Project: Managing water sediment and ecosystems in aging reservoirs: planning for dam removal or renewal water flow over a range of time scales. The field observations began in 2003 with the installation of a network of piezometers (wells used to measure the local energy of pore water in sediments).

Through regular observations of precipitation, evaporation, stream flow, reservoir surface elevation, and water levels in the piezometers, a number of novel hydrologic behaviors have been observed: 

  •  Groundwater responds very rapidly to precipitation events
  •  Water elevation in piezometers fluctuates on a daily basis in a complex pattern in response to transpiration (evaporation from plants) and coupled evaporation from the reservoir surface
  •  The path of water flow can change significantly over the course of the year and can be either from the sediments to the reservoir, vice versa, or both.

In keeping with Freyberg's general research approach, a mathematical model has also been developed to complement the field campaign. The bulk of this model was created by former Ph.D. student Ting Fong May Chui, now an assistant professor of National University in Singapore. The purpose of the model is to capture the complex and dynamic interactions between the reservoir and the surrounding groundwater in the deposited sediments. Rather than directly developing a Searsville- specific model, May first set out to explore some of the general challenges in modeling groundwater-reservoir systems. Ongoing model work by Ph.D. student Jun Young Kim includes simulating the Searsville hydrologic system to better understand its current behavior and to also predict its responses to different management and investment decisions.

Sediment Behavior in Aging Reservoirs and Their Channels

The goal of this research group is to better understand the conditions surrounding sediment deposition and erosion in aged, sediment-filled reservoirs. Furthermore, it explores how the removal or alternation of dams affects the underlying sediment environment. Through fieldwork coupled with software modeling, this project seeks to improve upon models currently used for how sediment becomes trapped in reservoirs. This study is comprised of two main subareas of focus.

Graduate student Jake Krall has centered his research on the nature of sediment deposition in aged reservoirs. He is working in conjunction with the U. S. Geological Survey in Santa Cruz to apply an isotope dating methodology to Searsville sediments to better understand the depositional history. In addition, he is experimenting with software to determine its usefulness as a sediment deposition predictive tool.

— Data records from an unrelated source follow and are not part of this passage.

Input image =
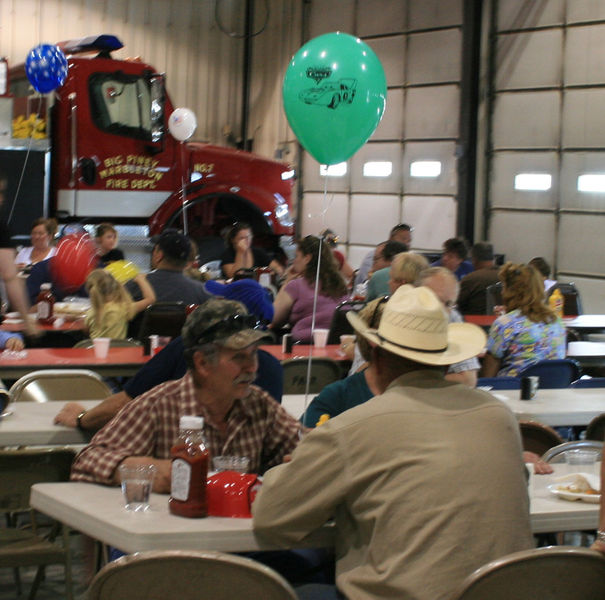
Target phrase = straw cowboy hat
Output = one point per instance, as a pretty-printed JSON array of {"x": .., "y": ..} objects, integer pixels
[{"x": 414, "y": 325}]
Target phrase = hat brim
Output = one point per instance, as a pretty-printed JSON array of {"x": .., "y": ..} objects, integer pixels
[
  {"x": 465, "y": 340},
  {"x": 243, "y": 339},
  {"x": 216, "y": 288}
]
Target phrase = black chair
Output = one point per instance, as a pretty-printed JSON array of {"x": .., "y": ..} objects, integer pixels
[
  {"x": 572, "y": 304},
  {"x": 493, "y": 297},
  {"x": 162, "y": 318},
  {"x": 340, "y": 324},
  {"x": 553, "y": 373},
  {"x": 500, "y": 383}
]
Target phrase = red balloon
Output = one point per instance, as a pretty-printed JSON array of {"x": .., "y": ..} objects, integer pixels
[{"x": 75, "y": 258}]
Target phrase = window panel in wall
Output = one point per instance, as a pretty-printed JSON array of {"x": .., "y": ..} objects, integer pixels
[
  {"x": 526, "y": 120},
  {"x": 313, "y": 180},
  {"x": 509, "y": 165},
  {"x": 578, "y": 234},
  {"x": 441, "y": 152},
  {"x": 574, "y": 165},
  {"x": 521, "y": 14},
  {"x": 434, "y": 57},
  {"x": 433, "y": 219},
  {"x": 320, "y": 212},
  {"x": 391, "y": 53},
  {"x": 435, "y": 13},
  {"x": 372, "y": 217},
  {"x": 529, "y": 60},
  {"x": 332, "y": 16},
  {"x": 391, "y": 124},
  {"x": 584, "y": 118},
  {"x": 380, "y": 17},
  {"x": 522, "y": 235},
  {"x": 432, "y": 112},
  {"x": 370, "y": 165},
  {"x": 585, "y": 10},
  {"x": 584, "y": 51}
]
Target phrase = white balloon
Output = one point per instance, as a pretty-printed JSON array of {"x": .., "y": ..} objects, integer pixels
[{"x": 182, "y": 123}]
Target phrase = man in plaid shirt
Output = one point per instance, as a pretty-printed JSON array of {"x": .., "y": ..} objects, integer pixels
[{"x": 240, "y": 419}]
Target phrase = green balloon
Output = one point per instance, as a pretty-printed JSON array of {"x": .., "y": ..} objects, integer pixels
[{"x": 334, "y": 95}]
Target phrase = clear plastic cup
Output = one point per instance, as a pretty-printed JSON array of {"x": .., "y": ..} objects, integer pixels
[
  {"x": 241, "y": 464},
  {"x": 320, "y": 337},
  {"x": 137, "y": 482},
  {"x": 101, "y": 347}
]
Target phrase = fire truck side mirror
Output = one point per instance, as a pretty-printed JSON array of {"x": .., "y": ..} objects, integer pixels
[{"x": 158, "y": 100}]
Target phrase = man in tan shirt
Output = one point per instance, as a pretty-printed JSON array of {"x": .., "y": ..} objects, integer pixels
[{"x": 425, "y": 482}]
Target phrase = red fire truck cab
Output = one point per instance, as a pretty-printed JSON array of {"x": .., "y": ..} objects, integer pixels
[{"x": 112, "y": 157}]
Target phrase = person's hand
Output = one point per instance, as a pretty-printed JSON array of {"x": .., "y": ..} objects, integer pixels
[
  {"x": 68, "y": 415},
  {"x": 540, "y": 467},
  {"x": 14, "y": 343}
]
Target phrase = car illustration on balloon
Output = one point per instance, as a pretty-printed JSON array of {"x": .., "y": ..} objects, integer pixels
[{"x": 331, "y": 93}]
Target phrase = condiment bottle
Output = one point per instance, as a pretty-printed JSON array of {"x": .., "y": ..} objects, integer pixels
[
  {"x": 189, "y": 470},
  {"x": 45, "y": 304},
  {"x": 556, "y": 302}
]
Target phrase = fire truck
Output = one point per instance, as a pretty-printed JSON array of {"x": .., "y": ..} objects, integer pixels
[{"x": 111, "y": 158}]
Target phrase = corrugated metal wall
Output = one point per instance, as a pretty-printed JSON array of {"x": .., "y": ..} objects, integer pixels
[{"x": 198, "y": 43}]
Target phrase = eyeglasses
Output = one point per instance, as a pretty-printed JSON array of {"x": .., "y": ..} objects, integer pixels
[
  {"x": 373, "y": 324},
  {"x": 227, "y": 327}
]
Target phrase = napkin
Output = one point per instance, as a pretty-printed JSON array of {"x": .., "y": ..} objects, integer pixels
[{"x": 580, "y": 483}]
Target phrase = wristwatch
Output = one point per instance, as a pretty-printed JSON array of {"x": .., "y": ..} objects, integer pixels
[{"x": 79, "y": 421}]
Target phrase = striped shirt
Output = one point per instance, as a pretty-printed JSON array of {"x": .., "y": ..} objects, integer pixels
[{"x": 257, "y": 427}]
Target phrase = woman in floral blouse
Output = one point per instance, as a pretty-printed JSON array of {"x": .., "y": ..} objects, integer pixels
[{"x": 529, "y": 331}]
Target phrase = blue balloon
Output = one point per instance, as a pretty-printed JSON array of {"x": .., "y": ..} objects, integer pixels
[{"x": 46, "y": 68}]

A second graduate student, Spencer Sawaske, focuses on sediment erosion processes and their effects on fish mobility. Sawaske is exploring the possibility of designing a controlled field experiment to study knick-point migration. Knick-points are zones of relatively sharp slope change that characterize erosion of sediment deposits. Design of this experiment remains in the early stages. Searsville provides a unique opportunity to study these processes due to the substantial sediments deposited in the reservoir and ability to control outflow. As with all projects underway at Searsville, mathematical modeling will play an important part in the design of this field experiment.

Going Forward

The complex web of private and public benefits and costs of dams and reservoirs makes decision-making challenging. It is the goal of our research to facilitate this decision-making through enhanced knowledge of the behavior of human-altered river systems. Through the combination of more sophisticated data collection processes, along with further developed mathematical models, Freyberg and his research team hope to provide decision-makers with useful analytical and predictive tools for addressing the issue of aging dams and reservoirs throughout California and beyond. This will allow decision-makers to more accurately assess infrastructure costs and the economic costs of maintenance, rehabilitation, and renewal, as well as the less-quantifiable costs to fisheries, sediment circulation, recreation, aesthetics, and natural flood control.